Zugangsrecht des Personalrats zu den Beschäftigten
Das Recht des Personalrats, zu den Beschäftigten Kontakt aufzunehmen, ist gesetzlich nicht geregelt. Es ergibt sich aus dem Aufgabenkatalog des Personalrats nach dem BPersVG sowie Sinn und Zweck der Personalratstätigkeit, wonach Dienststelle und Personalrat u. a. zum Wohle der Beschäftigten zusammenarbeiten. Dem Personalrat sind Kontroll- und Initiativrechte sowie selbstständige Überwachungsrechte übertragen. So hat er zB den Beschäftigten dienende Maßnahmen zu beantragen sowie Anregungen und Beschwerden entgegenzunehmen. Er darf daher selbstständig Ermittlungen anstellen und ist nicht darauf beschränkt, auf eine Unterrichtung der Dienststelle zu reagieren (Ilbertz/Widmaier/Sommer, BPersVG, 11. Aufl., § 1 Rn. 26). Nur über einen engen Kontakt zu den Beschäftigten kann er erfahren, welche Probleme die Beschäftigten bewegen und nur so kann er die etwa für die Ausübung von Mitbestimmungsrechten erforderlichen Kenntnisse über das Geschehen in der Dienststelle erwerben.
Möglichkeiten der Kontaktaufnahme und der Informationsgewinnung
Im Rahmen von Unfalluntersuchung, Mitbestimmung bei Arbeitsplatzgestaltung, Überwachung der arbeitsschutzrechtlichen Vorschriften - auch auf Arbeitsplätzen von Telearbeitern -, Überprüfung der Berechtigung von arbeitsplatzbezogenen Beschwerden, u. U. Verifizierung/Veranschaulichung von Informationen im Rahmen der Mitbestimmung ist deshalb auch ein Aufsuchen des Arbeitsplatzes von Beschäftigten zulässig. Klärung von Tatsachen, Einholung von Standpunkten, Beratung oder Information der Beschäftigten können - außer im persönlichen Gespräch in der Sprechstunde - telefonisch, schriftlich, per E-Mail oder über in der Dienststelle vorhandene elektronische Kommunikationsmedien erfolgen.

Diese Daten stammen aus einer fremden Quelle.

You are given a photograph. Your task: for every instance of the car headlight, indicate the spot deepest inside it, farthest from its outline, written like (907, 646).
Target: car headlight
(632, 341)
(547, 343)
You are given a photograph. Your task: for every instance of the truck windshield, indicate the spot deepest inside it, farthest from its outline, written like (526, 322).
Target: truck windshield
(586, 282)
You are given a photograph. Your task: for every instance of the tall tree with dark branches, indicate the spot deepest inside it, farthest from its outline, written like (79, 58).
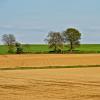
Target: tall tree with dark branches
(72, 36)
(55, 41)
(9, 40)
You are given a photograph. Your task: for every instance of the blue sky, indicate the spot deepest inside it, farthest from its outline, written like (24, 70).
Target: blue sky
(31, 20)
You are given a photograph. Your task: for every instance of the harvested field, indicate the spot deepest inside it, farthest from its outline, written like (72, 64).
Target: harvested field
(42, 60)
(50, 84)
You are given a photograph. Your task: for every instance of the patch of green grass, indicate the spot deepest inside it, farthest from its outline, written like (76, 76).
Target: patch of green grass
(49, 67)
(42, 48)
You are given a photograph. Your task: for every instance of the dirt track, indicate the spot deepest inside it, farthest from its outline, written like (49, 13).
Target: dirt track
(41, 60)
(50, 84)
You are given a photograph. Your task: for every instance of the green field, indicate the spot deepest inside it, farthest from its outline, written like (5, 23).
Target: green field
(34, 48)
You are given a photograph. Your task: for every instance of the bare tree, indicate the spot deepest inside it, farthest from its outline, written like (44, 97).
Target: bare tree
(55, 41)
(9, 40)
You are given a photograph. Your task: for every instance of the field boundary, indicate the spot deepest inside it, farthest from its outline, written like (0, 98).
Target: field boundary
(50, 67)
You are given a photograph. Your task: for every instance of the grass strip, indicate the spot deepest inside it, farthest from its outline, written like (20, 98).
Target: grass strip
(50, 67)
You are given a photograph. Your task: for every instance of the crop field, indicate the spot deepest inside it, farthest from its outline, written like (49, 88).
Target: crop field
(44, 60)
(50, 83)
(84, 48)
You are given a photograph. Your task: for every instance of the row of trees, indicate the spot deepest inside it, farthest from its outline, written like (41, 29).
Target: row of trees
(55, 40)
(13, 45)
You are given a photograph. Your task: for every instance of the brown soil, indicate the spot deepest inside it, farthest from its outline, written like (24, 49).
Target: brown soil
(50, 84)
(42, 60)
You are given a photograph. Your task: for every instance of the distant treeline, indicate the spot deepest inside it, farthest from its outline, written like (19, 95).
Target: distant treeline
(57, 42)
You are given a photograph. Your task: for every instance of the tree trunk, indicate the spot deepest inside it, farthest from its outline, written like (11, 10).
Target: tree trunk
(71, 46)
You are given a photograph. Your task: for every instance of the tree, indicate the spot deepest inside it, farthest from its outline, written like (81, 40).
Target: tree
(19, 48)
(55, 41)
(72, 36)
(9, 40)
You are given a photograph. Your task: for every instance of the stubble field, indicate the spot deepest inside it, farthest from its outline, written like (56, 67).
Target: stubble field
(50, 84)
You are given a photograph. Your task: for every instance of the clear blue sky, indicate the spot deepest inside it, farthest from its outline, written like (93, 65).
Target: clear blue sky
(31, 20)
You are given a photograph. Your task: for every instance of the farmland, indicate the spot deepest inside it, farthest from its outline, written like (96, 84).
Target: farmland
(50, 76)
(50, 84)
(84, 48)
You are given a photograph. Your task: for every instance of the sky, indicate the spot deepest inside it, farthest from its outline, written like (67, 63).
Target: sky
(31, 20)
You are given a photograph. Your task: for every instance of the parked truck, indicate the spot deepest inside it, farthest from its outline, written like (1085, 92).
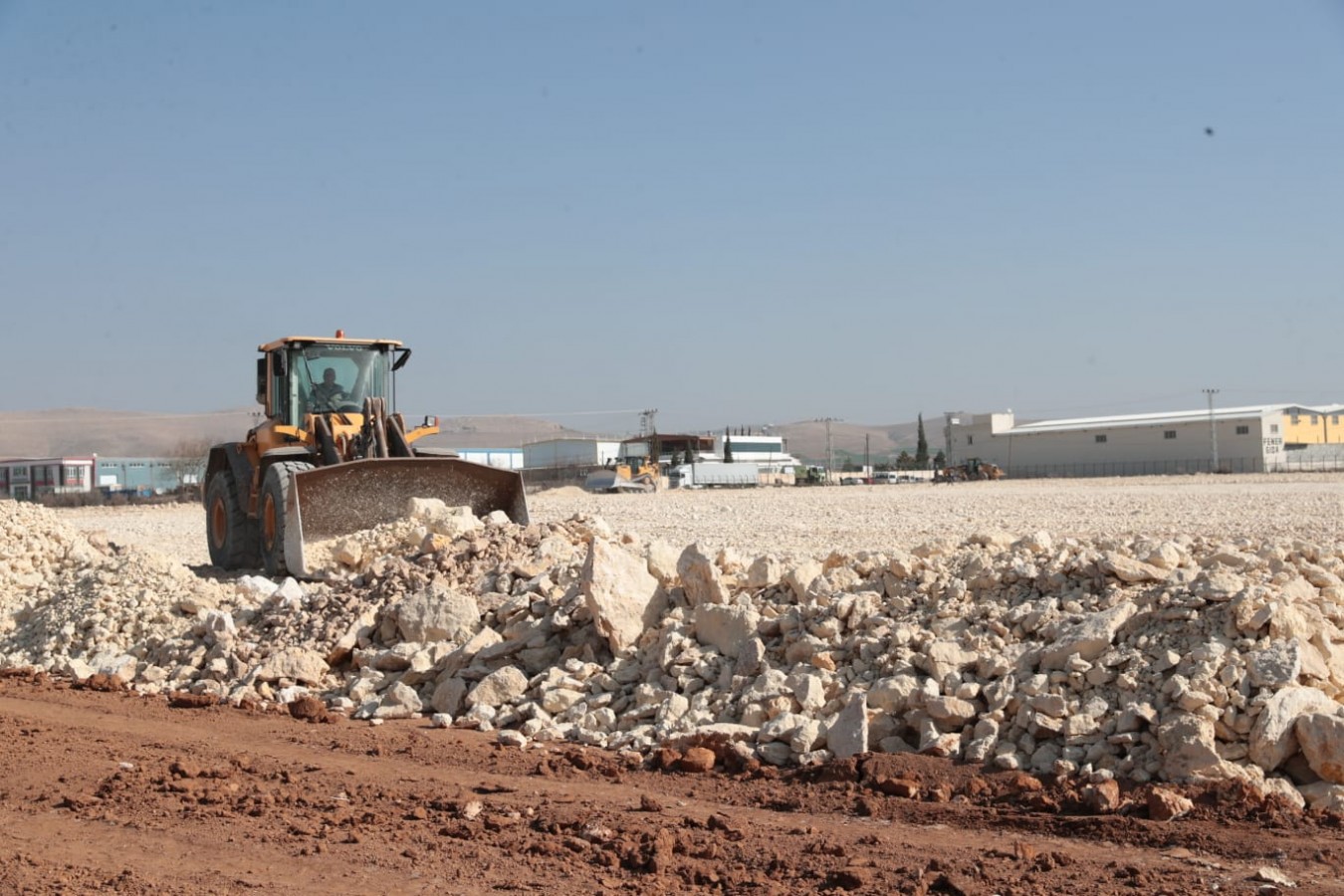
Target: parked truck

Welche Art der Kontaktaufnahme der Personalrat wählt, steht in seinem Ermessen. Stets, insbesondere bei Kosten verursachenden Maßnahmen, muss er aber den Grundsatz der Verhältnismäßigkeit im Auge behalten. Eine Reise zwecks Begehung eines Arbeitsplatzes in einer Nebenstelle etwa darf daher - wie jede andere Maßnahme auch - nur dann erfolgen, wenn sie zur Ausübung seiner Aufgaben erforderlich ist. Er muss zudem die Wahrnehmung der Personalratsaufgaben effizient koordinieren, also z. B. mehrere Auswärtstermine in einer Nebenstelle sammeln und mit einer Reise abarbeiten.
Abmeldung vom Arbeitsplatz
Wahrnehmung von Personalratsaufgaben bedarf nicht der Zustimmung des Dienststellenleiters, der Personalrat wird in eigener Zuständigkeit und Verantwortung tätig. Dennoch ist eine Abmeldung (und Rückmeldung) als Nebenpflicht aus dem Dienst-/Arbeitsverhältnis erforderlich, wenn ein Personalratsmitglied einen Beschäftigten an dessen Arbeitsplatz aufsuchen will und dazu seinen Arbeitsplatz verlassen muss. Denn die Dienststelle muss über die Abwesenheit eines Personalratsmitglieds informiert werden, um ggf. Dispositionen zur Sicherstellung eines reibungslosen Dienstablaufs treffen zu können, z. B. eine geeignete Vertretung zu bestellen (OVG Niedersachsen v. 1.4.1998, ZBR 1999, 158). Bei der Abmeldung muss das Personalratsmitglied nicht im Einzelnen darlegen, aus welchem konkreten Anlass es den Besuch machen will und aus welchen Gründen es diesen für erforderlich hält (BVerwG v. 9.3.1990, ZfPR 1990, 75). Nur ausnahmsweise können besondere, zwingende Gründe es rechtfertigen, dass die Dienststelle das Personalratsmitglied auf seinem Arbeitsplatz zurückhält, so wenn eine wesentliche und unzumutbare Störung des Arbeitsablaufs und der Ordnung in der Dienststelle zu besorgen ist (BVerwG, aaO). Eigenmächtig bzw. entgegen der Erklärung der Dienststelle darf ein Personalratsmitglied den Arbeitspatz nicht verlassen. Adressat der Abmeldung ist der (unmittelbare) Dienstvorgesetzte.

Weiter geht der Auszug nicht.